The recommendations are being shared with regulators, lawmakers, and credit rating agencies globally. They reflect the efforts of the senior-level investor-led industry group, and respond directly to the designation by the U.S. President's working group on financial markets (PWG) of the blue ribbon task force as the private-sector group providing the PWG with industry guidance on credit rating matters.

The task force, which examines issues of ratings and credit rating agencies, is comprised of 37 individuals from the U.S., Europe, and Asia. It includes asset managers, underwriters, and issuers who are experts in structured finance, corporate debt, municipal debt, and risk. 


Co-chair of SIFMA’s credit rating agency task force Boyce Greer said the recommendations offer investors greater disclosure of the ratings process itself in a more transparent system, and prompt the agencies to better disclose information they use in determining ratings.


To determine priority areas of focus the task force identified the credit-rating-related causal variables that played large part in triggering the credit crisis of the past year. Sixteen key issues were identified and ranked in order of importance. The top issues, including transparency, model quality, and surveillance, were addressed by the recommendations.
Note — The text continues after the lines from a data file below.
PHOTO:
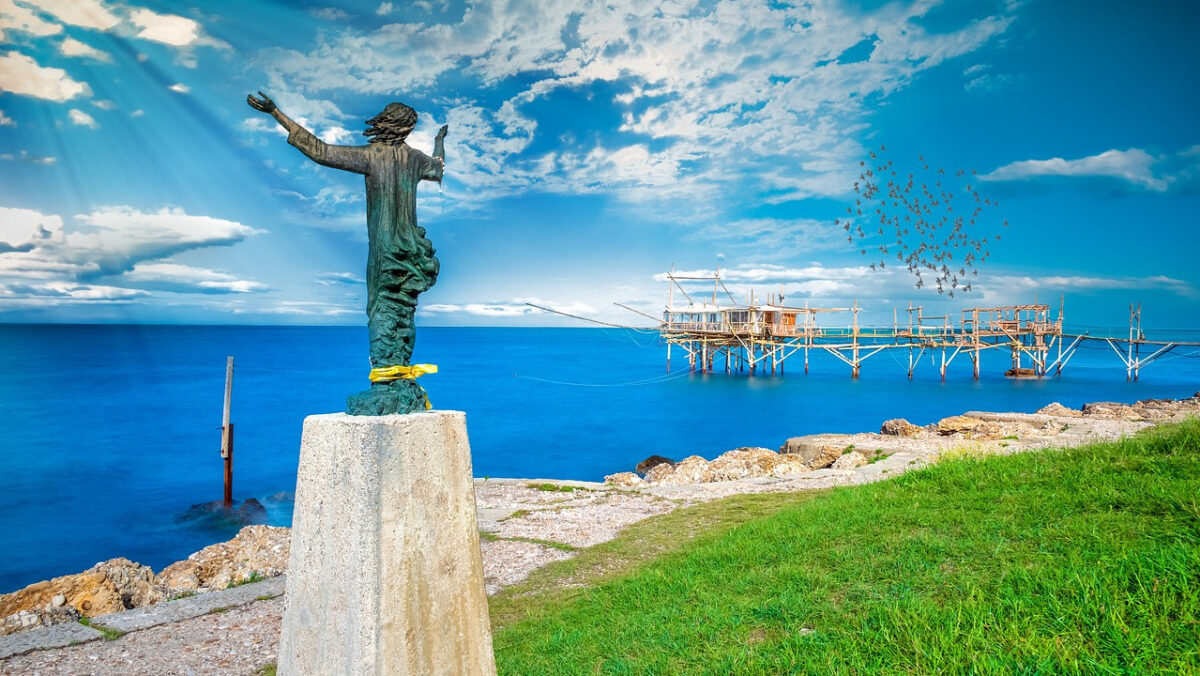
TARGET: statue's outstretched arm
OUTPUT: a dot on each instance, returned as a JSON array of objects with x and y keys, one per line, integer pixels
[
  {"x": 433, "y": 171},
  {"x": 347, "y": 157}
]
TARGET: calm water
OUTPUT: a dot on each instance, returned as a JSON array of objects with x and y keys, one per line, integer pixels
[{"x": 109, "y": 432}]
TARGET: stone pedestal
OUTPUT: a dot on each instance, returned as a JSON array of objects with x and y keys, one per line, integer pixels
[{"x": 385, "y": 575}]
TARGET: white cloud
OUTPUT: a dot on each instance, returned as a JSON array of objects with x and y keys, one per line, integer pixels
[
  {"x": 186, "y": 279},
  {"x": 168, "y": 29},
  {"x": 83, "y": 119},
  {"x": 331, "y": 279},
  {"x": 1091, "y": 282},
  {"x": 72, "y": 47},
  {"x": 172, "y": 29},
  {"x": 1133, "y": 166},
  {"x": 112, "y": 253},
  {"x": 301, "y": 309},
  {"x": 21, "y": 75},
  {"x": 22, "y": 229},
  {"x": 24, "y": 156},
  {"x": 712, "y": 93},
  {"x": 85, "y": 13},
  {"x": 19, "y": 17},
  {"x": 783, "y": 238},
  {"x": 515, "y": 307},
  {"x": 330, "y": 13}
]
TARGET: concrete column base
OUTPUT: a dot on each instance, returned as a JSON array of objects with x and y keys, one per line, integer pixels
[{"x": 385, "y": 575}]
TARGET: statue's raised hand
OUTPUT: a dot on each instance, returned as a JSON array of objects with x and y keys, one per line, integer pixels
[{"x": 264, "y": 103}]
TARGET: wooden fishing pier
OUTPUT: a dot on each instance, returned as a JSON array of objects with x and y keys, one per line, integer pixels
[{"x": 761, "y": 338}]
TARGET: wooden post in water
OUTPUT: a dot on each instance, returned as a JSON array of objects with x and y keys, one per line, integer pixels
[{"x": 227, "y": 435}]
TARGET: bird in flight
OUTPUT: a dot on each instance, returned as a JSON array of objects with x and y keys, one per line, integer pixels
[{"x": 924, "y": 228}]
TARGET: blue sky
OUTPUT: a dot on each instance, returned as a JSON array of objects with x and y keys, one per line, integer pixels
[{"x": 592, "y": 145}]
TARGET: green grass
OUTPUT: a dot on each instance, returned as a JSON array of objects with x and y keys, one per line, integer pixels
[
  {"x": 255, "y": 576},
  {"x": 106, "y": 633},
  {"x": 1081, "y": 561},
  {"x": 555, "y": 488}
]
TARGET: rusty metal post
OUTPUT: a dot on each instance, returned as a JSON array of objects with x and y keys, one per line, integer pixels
[{"x": 227, "y": 435}]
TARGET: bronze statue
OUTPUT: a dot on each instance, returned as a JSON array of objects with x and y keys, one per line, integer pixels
[{"x": 400, "y": 259}]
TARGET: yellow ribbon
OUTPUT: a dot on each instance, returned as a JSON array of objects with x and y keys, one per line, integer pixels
[{"x": 411, "y": 372}]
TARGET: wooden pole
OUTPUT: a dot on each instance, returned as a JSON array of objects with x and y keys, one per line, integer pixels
[{"x": 227, "y": 436}]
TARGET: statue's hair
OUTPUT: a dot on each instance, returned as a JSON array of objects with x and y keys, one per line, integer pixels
[{"x": 391, "y": 125}]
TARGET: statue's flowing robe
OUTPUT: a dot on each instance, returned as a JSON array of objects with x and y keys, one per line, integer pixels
[{"x": 400, "y": 259}]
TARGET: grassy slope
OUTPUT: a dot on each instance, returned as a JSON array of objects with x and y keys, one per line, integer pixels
[{"x": 1083, "y": 561}]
In addition to enhancing disclosure of rating methodologies, due diligence information, surveillance procedures, credit rating agency performance, and fees, the recommendations also encourage a more harmonized global regulatory framework, and independent risk analyses by investors. The task force also identified the need for industry members, globally, to provide expert input and advice on issues related to credit ratings to regulators, lawmakers, and other market participants.


To this end, the task force recommends the creation of a global, independent industry credit ratings advisory board, under the auspices of SIFMA. The advisory board members will initially be drawn from the task force, and will continue the task force's work to date as an advisor and consultative resource.


The twelve recommendations on how to restore credit rating trust include: credit rating agencies (CRAs) providing enhanced, clear, concise, and standardized disclosure of CRA rating methodologies; and CRAs disclosing results of due diligence and examination of underlying asset data examinations, and limitations on available data, as well as certain other information relied upon by the CRAs in the ratings process.